[SOLVED] pyspark crosstab with percentages

pyspark crosstab with percentages

I have a DataFrame after applying crosstab in the pyspark, Example Below

id	A	B	C
cssdsd	0	1	0
sdsdsd	1	1	1
ssdssd	1	0	0
xxxxxx	0	0	0

Instead of 0,1's I want to get the percentages of the rows. I can be easily get that with the pandas using the crosstab function

pd.crosstab(df.index,df.list, normalize='index')

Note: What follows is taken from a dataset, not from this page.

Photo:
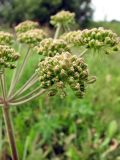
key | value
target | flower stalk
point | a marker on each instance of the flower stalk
(8, 121)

How can I get this in pyspark?

Solution

After getting the crosstab result which is df in the below code. Get sum of all columns except id and then divide each column with the sum:

from pyspark.sql import functions as F

cols = [i for i in df.columns if not i=='id']
out = (df.withColumn("SumCols",F.expr('+'.join(cols)))
.select("id",*[F.coalesce(F.round(F.col(i)/F.col("SumCols"),2),F.lit(0)).alias(i) 
                                                                 for i in cols]))

out.show()

+------+----+----+----+
|    id|   A|   B|   C|
+------+----+----+----+
|cssdsd| 0.0| 1.0| 0.0|
|sdsdsd|0.33|0.33|0.33|
|ssdssd| 1.0| 0.0| 0.0|
|xxxxxx| 0.0| 0.0| 0.0|
+------+----+----+----+

Note that you can multiply by 100 in the select statement loop if necessary.